I paesi in cui più s’è concentrata l’acquisto o espropriazione di terreni sono quelli africani e quelli più sfigati come il Congo, il Sudan, l’Etiopia, il Mozambico. In Asia abbiamo seguito le vicende dell’India e dei maoisti indiani che vivono grazie all’opposizione alle espropriazioni delle multinazionali minerarie. I grandi compratori, però, sono proprio gli ex-poveri come, appunto, le multinazionali e il governo indiano, i cinesi , gli indonesiani. Alla ricerca di terreni per coltivare prodotti alimentario anche gli Emirati Arabi che fanno circolare un po’ di soldi petroliferi.

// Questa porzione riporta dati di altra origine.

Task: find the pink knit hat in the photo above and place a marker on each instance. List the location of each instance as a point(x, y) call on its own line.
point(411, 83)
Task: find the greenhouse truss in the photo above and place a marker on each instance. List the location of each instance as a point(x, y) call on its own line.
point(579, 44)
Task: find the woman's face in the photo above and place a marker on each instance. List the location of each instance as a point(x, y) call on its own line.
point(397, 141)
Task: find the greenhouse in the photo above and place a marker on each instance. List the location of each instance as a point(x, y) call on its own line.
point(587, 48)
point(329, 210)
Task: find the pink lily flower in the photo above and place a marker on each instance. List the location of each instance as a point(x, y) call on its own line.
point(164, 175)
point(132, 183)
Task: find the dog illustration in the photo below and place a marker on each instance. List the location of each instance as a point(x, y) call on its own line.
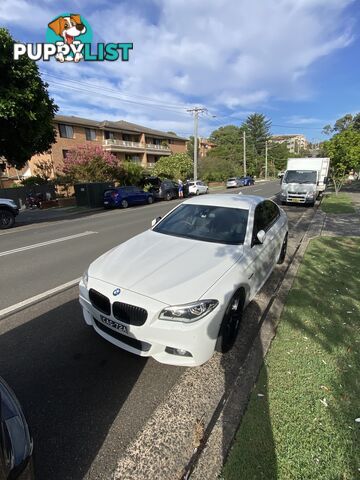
point(68, 28)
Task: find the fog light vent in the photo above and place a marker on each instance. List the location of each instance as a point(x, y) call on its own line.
point(178, 351)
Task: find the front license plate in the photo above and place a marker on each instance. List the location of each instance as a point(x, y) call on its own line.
point(112, 324)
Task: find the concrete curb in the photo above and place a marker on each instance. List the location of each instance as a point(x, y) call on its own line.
point(209, 462)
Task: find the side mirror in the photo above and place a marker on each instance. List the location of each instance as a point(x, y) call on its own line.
point(261, 235)
point(155, 221)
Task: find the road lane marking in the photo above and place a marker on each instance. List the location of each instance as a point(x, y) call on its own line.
point(43, 244)
point(37, 298)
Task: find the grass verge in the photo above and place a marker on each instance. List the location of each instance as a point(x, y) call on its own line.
point(340, 203)
point(300, 421)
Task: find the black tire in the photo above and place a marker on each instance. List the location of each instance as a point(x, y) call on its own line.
point(7, 219)
point(283, 251)
point(231, 322)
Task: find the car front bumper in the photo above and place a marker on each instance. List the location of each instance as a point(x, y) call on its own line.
point(155, 337)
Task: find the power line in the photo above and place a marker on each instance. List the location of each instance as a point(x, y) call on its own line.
point(110, 90)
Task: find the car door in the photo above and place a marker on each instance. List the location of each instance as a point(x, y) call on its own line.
point(261, 253)
point(139, 195)
point(274, 231)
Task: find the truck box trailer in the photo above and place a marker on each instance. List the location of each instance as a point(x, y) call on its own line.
point(304, 180)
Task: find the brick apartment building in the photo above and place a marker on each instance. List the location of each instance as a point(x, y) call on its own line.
point(128, 141)
point(294, 142)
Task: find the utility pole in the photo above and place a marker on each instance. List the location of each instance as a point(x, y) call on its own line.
point(265, 159)
point(196, 111)
point(244, 148)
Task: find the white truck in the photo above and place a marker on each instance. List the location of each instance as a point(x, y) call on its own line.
point(304, 180)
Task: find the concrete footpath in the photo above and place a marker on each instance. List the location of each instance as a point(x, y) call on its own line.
point(189, 437)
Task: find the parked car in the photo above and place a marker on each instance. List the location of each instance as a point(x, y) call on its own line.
point(8, 211)
point(16, 445)
point(197, 187)
point(177, 291)
point(125, 196)
point(246, 181)
point(233, 182)
point(162, 189)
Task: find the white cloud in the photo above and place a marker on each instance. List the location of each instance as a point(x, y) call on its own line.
point(225, 54)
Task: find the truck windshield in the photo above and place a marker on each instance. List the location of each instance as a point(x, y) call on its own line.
point(300, 176)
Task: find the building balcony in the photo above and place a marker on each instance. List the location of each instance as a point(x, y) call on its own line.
point(136, 147)
point(158, 149)
point(123, 146)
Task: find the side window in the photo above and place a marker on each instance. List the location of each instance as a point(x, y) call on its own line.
point(271, 212)
point(259, 219)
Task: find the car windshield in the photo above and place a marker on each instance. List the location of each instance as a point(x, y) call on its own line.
point(206, 223)
point(300, 176)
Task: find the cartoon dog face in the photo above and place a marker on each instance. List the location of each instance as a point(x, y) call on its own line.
point(68, 27)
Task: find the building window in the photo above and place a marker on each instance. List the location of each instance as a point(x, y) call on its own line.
point(109, 135)
point(90, 134)
point(66, 131)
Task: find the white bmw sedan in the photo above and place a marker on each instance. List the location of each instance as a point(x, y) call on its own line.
point(177, 291)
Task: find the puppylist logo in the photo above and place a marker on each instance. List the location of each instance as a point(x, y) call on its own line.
point(68, 39)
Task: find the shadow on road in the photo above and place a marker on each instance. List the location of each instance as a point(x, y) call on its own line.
point(71, 383)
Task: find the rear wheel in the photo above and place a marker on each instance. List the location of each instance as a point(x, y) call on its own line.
point(283, 251)
point(231, 322)
point(7, 219)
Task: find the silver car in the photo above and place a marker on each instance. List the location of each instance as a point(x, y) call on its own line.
point(233, 182)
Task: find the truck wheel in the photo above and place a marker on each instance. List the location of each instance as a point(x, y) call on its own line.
point(7, 219)
point(231, 323)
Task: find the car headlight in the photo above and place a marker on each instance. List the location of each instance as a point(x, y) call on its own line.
point(85, 278)
point(189, 312)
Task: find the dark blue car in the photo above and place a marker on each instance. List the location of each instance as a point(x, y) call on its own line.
point(246, 181)
point(125, 196)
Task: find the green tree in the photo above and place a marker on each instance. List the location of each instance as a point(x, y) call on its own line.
point(257, 131)
point(257, 128)
point(90, 163)
point(278, 154)
point(344, 152)
point(26, 111)
point(129, 173)
point(176, 166)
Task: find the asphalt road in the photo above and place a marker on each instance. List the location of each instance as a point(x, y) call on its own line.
point(85, 399)
point(29, 269)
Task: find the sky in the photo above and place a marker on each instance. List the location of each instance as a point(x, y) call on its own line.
point(295, 61)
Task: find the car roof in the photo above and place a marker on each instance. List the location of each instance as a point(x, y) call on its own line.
point(226, 200)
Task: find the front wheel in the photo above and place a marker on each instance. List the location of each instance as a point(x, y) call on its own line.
point(231, 323)
point(7, 219)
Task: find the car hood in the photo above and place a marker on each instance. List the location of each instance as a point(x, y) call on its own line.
point(166, 268)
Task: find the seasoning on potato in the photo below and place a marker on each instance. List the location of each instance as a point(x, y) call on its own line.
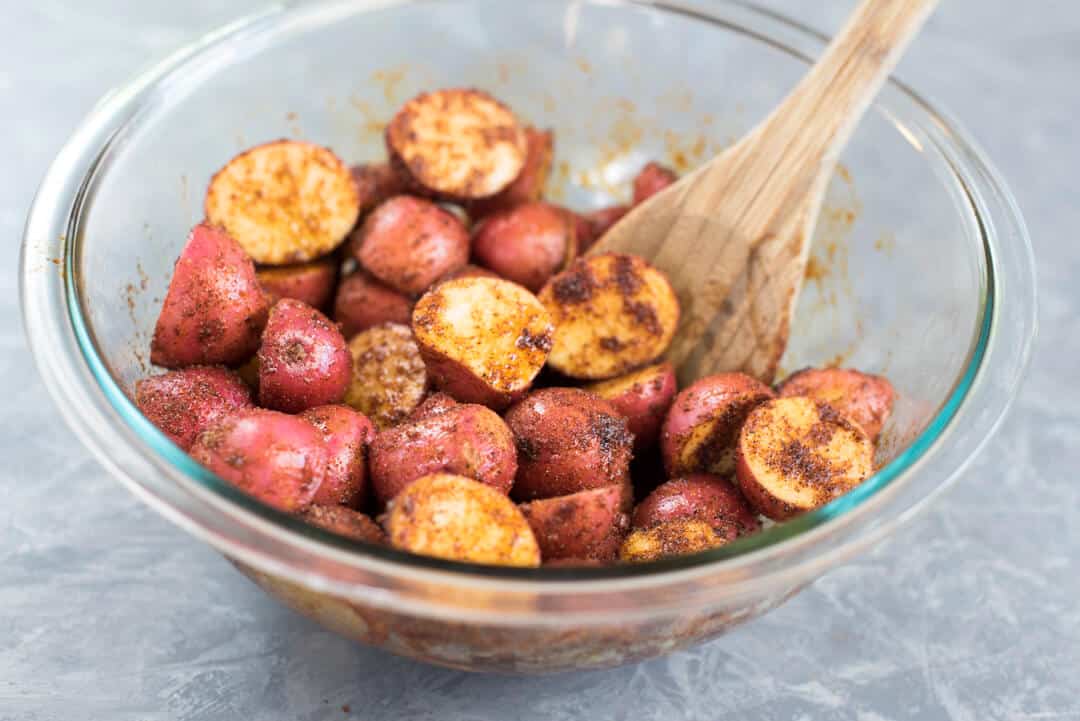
point(796, 454)
point(483, 340)
point(285, 202)
point(458, 518)
point(612, 313)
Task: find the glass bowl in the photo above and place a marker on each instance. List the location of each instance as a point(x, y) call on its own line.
point(922, 271)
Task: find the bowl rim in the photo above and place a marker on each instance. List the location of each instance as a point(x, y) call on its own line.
point(53, 320)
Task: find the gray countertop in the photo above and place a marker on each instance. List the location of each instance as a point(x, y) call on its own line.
point(971, 613)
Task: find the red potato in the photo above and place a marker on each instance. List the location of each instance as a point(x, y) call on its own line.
point(703, 497)
point(483, 340)
point(670, 540)
point(796, 454)
point(588, 525)
point(376, 182)
point(346, 521)
point(643, 397)
point(652, 178)
point(702, 426)
point(866, 399)
point(347, 435)
point(185, 403)
point(528, 186)
point(464, 439)
point(279, 459)
point(304, 361)
point(568, 440)
point(459, 145)
point(214, 310)
point(409, 243)
point(363, 302)
point(612, 313)
point(389, 377)
point(460, 519)
point(311, 283)
point(590, 227)
point(526, 244)
point(285, 202)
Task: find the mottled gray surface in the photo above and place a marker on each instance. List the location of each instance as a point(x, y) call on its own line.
point(971, 613)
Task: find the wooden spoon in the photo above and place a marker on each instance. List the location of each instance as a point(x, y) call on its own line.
point(733, 235)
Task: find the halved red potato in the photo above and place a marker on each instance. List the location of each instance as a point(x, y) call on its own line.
point(866, 399)
point(586, 525)
point(408, 243)
point(652, 178)
point(214, 310)
point(345, 521)
point(484, 340)
point(644, 397)
point(376, 182)
point(389, 377)
point(464, 439)
point(528, 186)
point(185, 403)
point(612, 313)
point(526, 244)
point(363, 302)
point(568, 440)
point(670, 540)
point(285, 202)
point(461, 519)
point(311, 283)
point(703, 497)
point(458, 144)
point(796, 454)
point(702, 426)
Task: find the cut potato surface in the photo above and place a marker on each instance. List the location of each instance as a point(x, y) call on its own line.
point(389, 378)
point(458, 144)
point(483, 339)
point(796, 454)
point(454, 517)
point(612, 313)
point(284, 202)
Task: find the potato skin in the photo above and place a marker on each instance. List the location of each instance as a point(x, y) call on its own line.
point(363, 302)
point(185, 403)
point(347, 435)
point(461, 519)
point(866, 399)
point(464, 439)
point(389, 377)
point(702, 426)
point(346, 521)
point(304, 361)
point(311, 283)
point(612, 313)
point(703, 497)
point(214, 310)
point(669, 540)
point(285, 202)
point(409, 243)
point(651, 179)
point(528, 186)
point(483, 340)
point(796, 454)
point(525, 244)
point(644, 397)
point(588, 525)
point(485, 154)
point(568, 440)
point(279, 459)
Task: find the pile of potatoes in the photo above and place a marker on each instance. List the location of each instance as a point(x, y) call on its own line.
point(419, 353)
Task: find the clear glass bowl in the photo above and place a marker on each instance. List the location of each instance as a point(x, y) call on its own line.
point(922, 271)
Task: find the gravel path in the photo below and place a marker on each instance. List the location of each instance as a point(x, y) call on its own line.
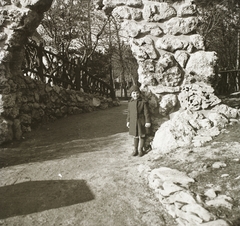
point(77, 171)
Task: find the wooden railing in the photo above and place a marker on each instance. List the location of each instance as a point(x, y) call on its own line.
point(229, 82)
point(55, 69)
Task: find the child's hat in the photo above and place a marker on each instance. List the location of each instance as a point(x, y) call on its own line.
point(134, 88)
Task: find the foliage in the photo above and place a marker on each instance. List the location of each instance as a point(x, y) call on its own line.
point(72, 23)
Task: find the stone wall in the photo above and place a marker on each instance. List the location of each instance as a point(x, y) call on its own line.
point(25, 102)
point(176, 73)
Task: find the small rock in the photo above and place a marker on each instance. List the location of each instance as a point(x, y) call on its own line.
point(218, 165)
point(225, 175)
point(198, 210)
point(170, 188)
point(219, 222)
point(210, 193)
point(183, 197)
point(221, 200)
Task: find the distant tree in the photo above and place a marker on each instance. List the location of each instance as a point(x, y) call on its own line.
point(72, 24)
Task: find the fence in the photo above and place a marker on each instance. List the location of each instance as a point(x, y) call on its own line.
point(55, 69)
point(229, 82)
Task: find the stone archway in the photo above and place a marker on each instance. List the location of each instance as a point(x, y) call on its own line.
point(176, 74)
point(18, 20)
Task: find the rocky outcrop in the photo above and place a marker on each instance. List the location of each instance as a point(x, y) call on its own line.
point(172, 188)
point(175, 71)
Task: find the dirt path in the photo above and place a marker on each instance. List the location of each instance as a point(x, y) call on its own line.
point(77, 171)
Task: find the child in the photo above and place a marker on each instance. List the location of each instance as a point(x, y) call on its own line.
point(138, 119)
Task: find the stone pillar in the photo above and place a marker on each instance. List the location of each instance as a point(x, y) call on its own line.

La terra s’acquisisce con la corruzione, facendo partecipi i governanti locali nello sfruttamento delle risorse, ottenendo concessione decennali. Lo scopo è, oltre che sfruttare le risorse naturali (legno, prodotti minerari o preziosi) quello di assicurarsi spazio per i business del futuro che saranno la produzione di alimenti e, con la palla ecologista, di biofuel (a seguito della decisione del’UE del 2008 di coprire il 10% del fabbisogno energetico con prodotti bio).
E’ infatti clamoroso che proprio l’ecologia sia una delle ragioni per sbattere fuori dal loro habitat i contadini, come è successo nella Polocich Valley in Guatemala dove oltre 3000 persone hanno visto perdere terra, acqua e lavoro. Lì sono arrivati con gli elicotteri e i militari. Storia simile a Kisaeawe, in Tanzania. A Gambella (Etiopia), uno dei posti più sfigati del pianeta, lo sceicco Mohamed Hussein Ali (magnate degli Emirati), miliardario e finanziatore della Fondazione benefica Clinton s’è impippato 10.000 ettari di terreno, scacciato i contadini, piazzato guardie armate per coltivarci mais e girasoli. Abbiamo già scritto della Cambogia dove la terra e le case sono state sequestrate anche nella capitale per proseguire la speculazione edilizia.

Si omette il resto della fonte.